Sudan crisis talks adjourn without resolution
Talks to resolve a standoff in Sudan's national coalition government adjourned on Thursday without agreement, prolonging the crisis threatening a fragile peace agreement that ended two decades of war.
The former southern rebel Sudan People's Liberation Movement (SPLM) suspended its work in government last week after months of stalemate on implementing key elements of the 2005 deal.
After 3-1/2 hours of talks, SPLM Chairman and First Vice President Salva Kiir left his first meeting with President Omar Hassan al-Bashir since the crisis began, with officials saying discussions would continue.
SPLM officials would not yet return to work, they said.
"There was agreement to complete discussions on the outstanding problems in the deal," presidential spokesman Mahjoub Fadul said after the meeting in Khartoum. He did not specify when the talks might resume.
SPLM Deputy Secretary-General Yasir Arman told Reuters Kiir and Bashir had discussed outstanding elements of the peace deal.
Those elements include redeployment of northern troops from southern oil fields, mapping the borders of the oil-rich Abyei region, demarcating the north-south boundary and the fate of hundreds of political prisoners being held in northern jails.
"The meeting was cordial, frank and smooth between the two leaders," he told Reuters.

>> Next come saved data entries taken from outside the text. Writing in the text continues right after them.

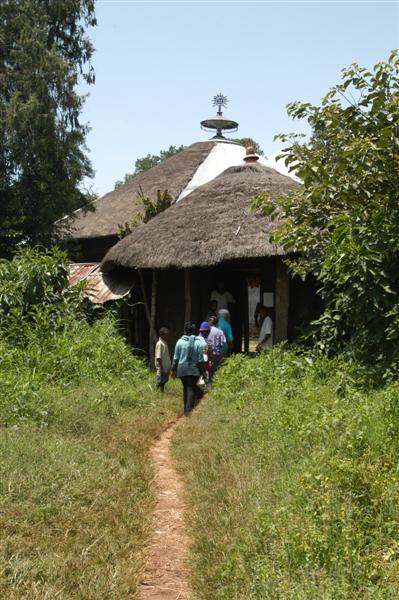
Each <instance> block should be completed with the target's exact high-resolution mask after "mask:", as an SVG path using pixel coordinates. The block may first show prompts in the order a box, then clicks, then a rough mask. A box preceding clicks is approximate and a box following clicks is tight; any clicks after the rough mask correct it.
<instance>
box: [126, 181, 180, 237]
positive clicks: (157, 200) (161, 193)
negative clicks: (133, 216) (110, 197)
mask: <svg viewBox="0 0 399 600" xmlns="http://www.w3.org/2000/svg"><path fill="white" fill-rule="evenodd" d="M139 197H140V200H141V204H142V210H141V211H140V212H138V213H137V215H136V216H135V217H134V218H133V219H131V220H130V221H126V222H125V223H124V224H123V225H119V229H118V237H119V239H122V238H124V237H126V236H127V235H129V233H132V231H133V229H134V228H135V227H137V225H139V224H140V223H148V221H151V219H153V218H154V217H156V216H157V215H159V213H161V212H163V211H164V210H166V209H167V208H169V207H170V206H172V204H174V201H175V199H174V198H173V196H172V194H170V193H169V192H168V190H164V191H163V192H161V190H157V197H156V200H153V199H152V198H150V197H149V196H145V195H144V193H143V190H142V189H140V193H139Z"/></svg>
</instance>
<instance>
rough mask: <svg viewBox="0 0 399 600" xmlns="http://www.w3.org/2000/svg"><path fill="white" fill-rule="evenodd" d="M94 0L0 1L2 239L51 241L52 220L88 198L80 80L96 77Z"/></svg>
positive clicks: (35, 242)
mask: <svg viewBox="0 0 399 600" xmlns="http://www.w3.org/2000/svg"><path fill="white" fill-rule="evenodd" d="M92 25H95V16H94V0H59V1H57V2H48V1H46V0H3V2H1V3H0V136H1V146H0V192H1V204H0V239H1V242H2V248H1V250H2V251H3V253H5V251H6V250H7V249H10V248H12V247H13V246H15V245H16V244H18V243H20V242H21V241H22V240H23V241H24V242H27V243H31V244H35V243H38V242H41V243H48V242H49V241H51V239H52V238H53V235H54V229H55V228H54V222H55V221H56V220H57V219H58V218H60V217H62V216H63V215H65V214H67V213H70V212H72V211H73V210H75V209H76V208H78V207H80V206H82V205H83V204H85V203H86V201H87V199H86V195H85V193H84V191H82V188H81V183H82V180H83V178H84V177H86V176H89V175H91V173H92V171H91V166H90V163H89V161H88V159H87V157H86V155H85V146H84V140H85V134H86V132H87V128H86V127H85V126H83V125H82V124H81V122H80V120H79V116H80V112H81V109H82V105H83V102H84V98H83V97H82V96H79V95H78V94H77V92H76V85H77V83H78V81H79V80H80V79H83V80H84V81H86V83H88V84H90V83H93V81H94V75H93V71H92V68H91V65H90V58H91V56H92V53H93V47H92V45H91V43H90V41H89V39H88V38H87V36H86V34H85V29H86V27H88V26H92Z"/></svg>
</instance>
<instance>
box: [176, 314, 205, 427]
mask: <svg viewBox="0 0 399 600" xmlns="http://www.w3.org/2000/svg"><path fill="white" fill-rule="evenodd" d="M204 373H205V365H204V351H203V346H202V343H201V342H200V340H199V339H198V337H197V336H196V335H195V325H193V324H192V323H186V324H185V325H184V335H183V336H182V337H181V338H180V339H179V340H178V341H177V344H176V347H175V353H174V356H173V362H172V377H179V379H180V380H181V382H182V385H183V403H184V414H185V416H187V415H189V414H190V412H191V411H192V410H193V408H194V407H195V406H196V404H198V402H199V400H200V399H201V398H202V396H203V392H202V390H200V389H199V387H198V386H197V381H198V379H199V377H200V375H204Z"/></svg>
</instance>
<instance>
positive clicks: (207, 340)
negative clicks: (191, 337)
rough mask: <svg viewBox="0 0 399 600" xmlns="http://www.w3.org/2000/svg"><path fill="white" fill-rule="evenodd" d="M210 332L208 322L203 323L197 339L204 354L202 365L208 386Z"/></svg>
mask: <svg viewBox="0 0 399 600" xmlns="http://www.w3.org/2000/svg"><path fill="white" fill-rule="evenodd" d="M210 332H211V326H210V325H209V323H208V321H203V322H202V323H201V325H200V329H199V335H198V338H199V340H200V342H201V344H202V350H203V352H204V364H205V373H206V383H207V384H209V383H210V381H211V377H210V372H211V361H212V344H211V342H210V341H209V334H210Z"/></svg>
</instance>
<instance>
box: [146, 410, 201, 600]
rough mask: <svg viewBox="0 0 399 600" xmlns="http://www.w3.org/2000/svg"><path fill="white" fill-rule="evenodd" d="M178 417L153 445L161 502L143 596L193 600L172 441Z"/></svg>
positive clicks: (179, 487) (152, 543)
mask: <svg viewBox="0 0 399 600" xmlns="http://www.w3.org/2000/svg"><path fill="white" fill-rule="evenodd" d="M177 426H178V421H176V422H175V423H172V424H171V425H170V426H169V427H168V429H166V430H165V431H164V432H163V433H162V435H161V437H160V438H159V439H158V440H157V441H156V442H155V444H154V446H153V447H152V450H151V454H152V459H153V462H154V467H155V483H156V486H157V505H156V508H155V513H154V521H153V523H154V525H153V532H152V534H151V537H150V539H149V541H148V545H147V547H146V563H145V568H144V573H143V578H142V581H141V583H140V585H139V590H138V599H139V600H189V598H190V591H189V585H188V570H187V567H186V564H185V560H186V556H187V548H188V539H187V536H186V533H185V531H184V522H183V515H184V510H185V505H184V502H183V485H182V482H181V480H180V478H179V476H178V474H177V472H176V469H175V467H174V464H173V460H172V456H171V452H170V445H171V440H172V437H173V434H174V431H175V429H176V427H177Z"/></svg>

"The ministers will go back to work when the chairman of the SPLM has finished his talks and instructs them to go."
Bashir granted one SPLM demand on Wednesday by announcing a reshuffle of SPLM ministers -- which make up a quarter of the cabinet -- after a three-month delay.
But SPLM officials said the reshuffle was announced prematurely and two presidential advisors had not been appointed as requested.
Fadul said the SPLM and Bashir's National Congress Party had agreed the ministers would be sworn in without giving a date.
But Arman said discussions on the reshuffle would follow talks on the stalled peace deal.
He added the SPLM was 100 percent united behind Kiir.
The SPLM's action also had the support of many southerners.
"The walkout must continue until the NCP demonstrates that it is willing to move forward in one or two more points," said the independent daily Khartoum Monitor in an editorial, under the headline "Bravo SPLM."
The conflict, Africa's longest, cost 2 million lives and more than 4 million people were driven from their homes.
While both sides have insisted they do not want a return to war, recent relations have been strained. Bashir met SPLM Vice-Chairman Riek Machar and a high-level team on Tuesday after making them wait for two days in Khartoum.
The SPLM and local media reported demonstrations throughout southern Sudanese towns in support of the SPLM move. The southern army spokesman said the protests were mostly peaceful.
But tension broke out after one protest between former northern-sponsored militia soldiers now in the southern army, and police in Bentiu, the capital of the south's main oil producing state he said, adding one policeman was killed.
The international community has remained largely quiet and privately worried by the SPLM walkout, the biggest challenge to the 2005 peace accord.
The SPLM has given Bashir's party until January 9, the third anniversary of the landmark peace deal, to show progress on outstanding issues.